Do balcão de trocas que deu vida e viço às oligarquias cearenses, a educação terá sido, historicamente, o canal mais eficiente para os ajustes essenciais para uma equilibrada governabilidade de interesses majoritários.
Tasso Jereissati brandiu a flama (melhor teria sido “as armas”), de uma regeneração de hábitos e práticas consumados, no plano da gestão pública e do planejamento. Surgiu como cavaleiro de armas para um prélio jamais terçado por estes cantos.
Na educação, as conquistas foram, todavia, mais frágeis. Predominaram as velhas querências partidárias e as pendências para a adequada e necessária distribuição do poder. Não que ao governador escapasse a percepção da suspeita das pressões sobre os apoiadores dotados de maior capacidade de “influência”. Sabia e tentou resistir bravamente a esses conluios discretos de aliados próximos.
Mudar a cabeça do eleitor e levá-lo a refletir sobre o real papel da educação em uma sociedade aberta é um desafio que a poucos pode animar.
Tranquilizem-se, não vou descer a análises extemporâneas e incômodas sobre situações que muitos haveriam de querer esquecidas. Deixo-me, entretanto, levar pelo veio de cronista, que para essas abluções de memória servem, de algum modo, as criaturas longevas…
Aprendi, nas minhas desobrigas frequentes pelo Interior, passando pelas Delegacias Regionais e escolas estaduais, de conversa com prefeitos, deputados e vereadores, que era possível formar opinião sobre uma diretora escolar, antes de entrar no prédio das suas predicações e litanias pedagógicas.
O jardim bem regado e aparado, o portão sem mossas visíveis, a limpeza revelavam por antecipação a diretora que iria encontrar. Nunca as minhas conjecturas e pressentimentos falharam. A escola traz, nas pequenas coisas estampado, o rosto de quem a dirige e de quem nela trabalha.
De outra feita, por solicitação do vice-governador, político paciente, homem de bem, lhano no trato e na diligência dos seus atos, indicado por escolha consensual para dar suporte e governabilidade ao governo das Mudanças, reuni, com a sua participação, um grupo ao qual fora atribuída a escolha da diretora de uma DERE em região de muito prestigio.
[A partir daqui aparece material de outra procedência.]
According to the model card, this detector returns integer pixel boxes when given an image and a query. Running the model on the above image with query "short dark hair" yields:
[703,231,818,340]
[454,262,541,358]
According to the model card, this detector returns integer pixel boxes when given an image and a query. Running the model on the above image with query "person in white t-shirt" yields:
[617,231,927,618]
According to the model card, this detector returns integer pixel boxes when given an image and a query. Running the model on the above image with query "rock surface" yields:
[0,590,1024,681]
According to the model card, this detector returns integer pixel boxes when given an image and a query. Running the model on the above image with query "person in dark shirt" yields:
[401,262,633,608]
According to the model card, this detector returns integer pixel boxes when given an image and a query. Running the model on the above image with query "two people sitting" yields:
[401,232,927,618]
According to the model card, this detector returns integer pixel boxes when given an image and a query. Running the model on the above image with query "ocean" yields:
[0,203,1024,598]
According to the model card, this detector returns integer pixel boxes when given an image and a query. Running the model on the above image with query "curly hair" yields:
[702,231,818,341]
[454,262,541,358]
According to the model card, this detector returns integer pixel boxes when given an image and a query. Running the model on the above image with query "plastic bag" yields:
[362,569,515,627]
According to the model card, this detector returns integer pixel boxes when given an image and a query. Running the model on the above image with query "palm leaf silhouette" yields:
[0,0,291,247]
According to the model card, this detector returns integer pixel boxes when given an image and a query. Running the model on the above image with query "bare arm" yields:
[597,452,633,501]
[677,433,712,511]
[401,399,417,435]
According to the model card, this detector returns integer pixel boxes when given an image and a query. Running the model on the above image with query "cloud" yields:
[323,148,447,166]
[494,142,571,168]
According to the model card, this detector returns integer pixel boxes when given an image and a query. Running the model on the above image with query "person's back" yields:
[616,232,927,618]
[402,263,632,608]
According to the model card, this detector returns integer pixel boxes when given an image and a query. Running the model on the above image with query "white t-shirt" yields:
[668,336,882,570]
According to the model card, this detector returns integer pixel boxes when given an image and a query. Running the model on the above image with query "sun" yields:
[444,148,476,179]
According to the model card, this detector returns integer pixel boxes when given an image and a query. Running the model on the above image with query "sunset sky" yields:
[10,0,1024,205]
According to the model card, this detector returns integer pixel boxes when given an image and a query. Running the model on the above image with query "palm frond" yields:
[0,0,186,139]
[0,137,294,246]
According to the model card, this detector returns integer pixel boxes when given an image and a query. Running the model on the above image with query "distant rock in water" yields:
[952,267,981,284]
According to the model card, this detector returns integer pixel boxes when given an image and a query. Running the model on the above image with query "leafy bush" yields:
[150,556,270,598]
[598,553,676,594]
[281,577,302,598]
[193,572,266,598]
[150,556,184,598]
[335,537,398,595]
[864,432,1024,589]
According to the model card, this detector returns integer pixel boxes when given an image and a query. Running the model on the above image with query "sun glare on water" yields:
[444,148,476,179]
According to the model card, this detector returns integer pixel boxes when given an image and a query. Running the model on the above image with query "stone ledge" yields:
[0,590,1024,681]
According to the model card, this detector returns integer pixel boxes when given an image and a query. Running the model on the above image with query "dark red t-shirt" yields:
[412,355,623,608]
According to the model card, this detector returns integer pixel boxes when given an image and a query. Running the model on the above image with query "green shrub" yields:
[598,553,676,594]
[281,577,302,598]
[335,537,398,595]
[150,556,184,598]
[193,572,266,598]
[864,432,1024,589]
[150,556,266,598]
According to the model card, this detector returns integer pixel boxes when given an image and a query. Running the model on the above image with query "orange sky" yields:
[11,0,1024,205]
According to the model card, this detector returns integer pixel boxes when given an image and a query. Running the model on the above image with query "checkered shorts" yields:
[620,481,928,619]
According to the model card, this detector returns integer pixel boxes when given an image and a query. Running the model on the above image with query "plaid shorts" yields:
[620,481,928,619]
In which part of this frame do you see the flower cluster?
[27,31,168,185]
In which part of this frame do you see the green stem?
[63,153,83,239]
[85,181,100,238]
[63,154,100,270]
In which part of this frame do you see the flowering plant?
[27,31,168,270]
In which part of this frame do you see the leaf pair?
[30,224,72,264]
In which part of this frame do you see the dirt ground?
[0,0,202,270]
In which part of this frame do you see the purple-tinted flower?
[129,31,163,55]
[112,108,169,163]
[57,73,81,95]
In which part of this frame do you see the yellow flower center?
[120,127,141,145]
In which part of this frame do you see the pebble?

Sentados à mesa, o vice-governador, dois deputados de razoável visibilidade, duas diretoras de escolas e, justamente, a candidata majoritária à vaga a ser preenchida. Em pauta, a escolha da nova diretora, dentre tantos postulantes e discretas sinalizações.
A conversa avançara, com os circunlóquios costumeiros, que político de boa cepa não diz o que pensa. Insinua.
Exaurido, consumido por tanta conversa jogada fora da bacia, não me contive:
” Estamos há quase duas horas a falar de nomes, de apoios e candidaturas para uma função relevante — e ninguém dispôs-se a falar sobre educação! Afinal por que estamos aqui?”.